Delayed Conversation

The feds don’t spend much time hashing out mutual problems with states and localities. It’s time they started.

What do you call it when eight federal officials and eight state and local leaders convene voluntarily to discuss intergovernmental fiscal affairs? Well, if you’ve watched the downward trajectory that has characterized intergovernmentalism in Washington over the past decade or so, you might call it a minor miracle.

But last month, that’s just what happened.
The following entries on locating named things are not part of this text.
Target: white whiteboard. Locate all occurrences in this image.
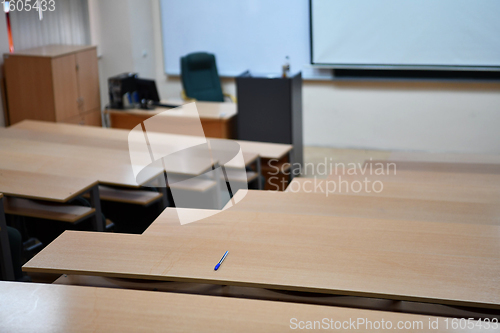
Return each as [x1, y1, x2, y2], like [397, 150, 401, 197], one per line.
[161, 0, 330, 77]
[311, 0, 500, 69]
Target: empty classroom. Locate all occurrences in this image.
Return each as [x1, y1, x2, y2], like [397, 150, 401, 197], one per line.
[0, 0, 500, 333]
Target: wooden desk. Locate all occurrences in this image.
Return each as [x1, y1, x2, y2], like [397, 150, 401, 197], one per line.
[105, 101, 237, 139]
[229, 190, 500, 225]
[0, 282, 470, 333]
[11, 120, 293, 160]
[10, 121, 293, 190]
[286, 176, 500, 204]
[0, 135, 164, 187]
[0, 193, 14, 281]
[53, 274, 500, 320]
[387, 152, 500, 164]
[23, 208, 500, 309]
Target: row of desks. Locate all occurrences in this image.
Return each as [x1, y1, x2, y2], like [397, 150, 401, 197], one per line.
[3, 132, 500, 331]
[0, 120, 292, 278]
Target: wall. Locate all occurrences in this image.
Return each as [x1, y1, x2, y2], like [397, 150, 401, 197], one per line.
[89, 0, 155, 108]
[91, 0, 500, 154]
[0, 12, 9, 127]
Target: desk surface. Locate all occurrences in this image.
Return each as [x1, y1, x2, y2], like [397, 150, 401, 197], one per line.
[286, 176, 500, 204]
[0, 282, 464, 333]
[10, 120, 293, 159]
[105, 100, 238, 120]
[0, 168, 97, 202]
[229, 190, 500, 225]
[23, 206, 500, 308]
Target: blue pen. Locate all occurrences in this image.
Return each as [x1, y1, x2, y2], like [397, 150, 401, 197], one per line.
[214, 251, 229, 271]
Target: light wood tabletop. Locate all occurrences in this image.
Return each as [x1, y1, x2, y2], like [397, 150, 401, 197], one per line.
[328, 169, 500, 187]
[10, 120, 293, 159]
[0, 141, 156, 187]
[0, 282, 480, 333]
[0, 168, 97, 202]
[387, 152, 500, 164]
[104, 100, 238, 119]
[224, 190, 500, 225]
[23, 206, 500, 308]
[286, 176, 500, 204]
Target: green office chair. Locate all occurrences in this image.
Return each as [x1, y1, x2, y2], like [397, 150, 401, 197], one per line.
[181, 52, 236, 103]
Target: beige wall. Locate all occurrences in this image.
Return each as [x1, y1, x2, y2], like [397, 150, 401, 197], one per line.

A 16-member panel whose leaders included Danny Werfel, acting director of the U.S. Office of Management and Budget, and Martin Benison, the Massachusetts state controller, sat down to develop plans for a new standing group that will focus on how the three levels of government might work more rationally through the broad range of intergovernmental fiscal issues that leave state and local officials alternatively exasperated, confused and, on some days, entertaining notions of open rebellion.

The effort, which is being called the “Partnership for Intergovernmental Management and Accountability,” is being jointly sponsored by the Association of Government Accountants and the Chief Financial Officers Council, a group made up of the top fiscal officials from the 24 largest federal agencies.

The partnership has a wide range of issues and activities it might tackle, from serving as a forum for sharing best practices in fiscal management to working through proposed rules and regulations for specific federal grants and transfer programs.

The partnership emerged out of what might seem an unlikely issue: the Bush administration’s concern about “improper payments” that the feds might have made to states and localities. Relmond Van Daniker, the executive director of the Association of Government Accountants, didn’t think the prospect of federal liens against states and localities due to perceived overpayments was a very practical investment of federal time or energy. “That just wasn’t going to work,” says Van Daniker. “What we really need is to get states, locals and feds talking to one another again.”

The partnership does have one important thing going for it: Those who are represented by AGA and the CFO Council clearly are getting tired of all the confusion and conflict when it comes to intergovernmental fiscal affairs. This potentially powerful source of grassroots and high-level discontent just might hold the new partnership together.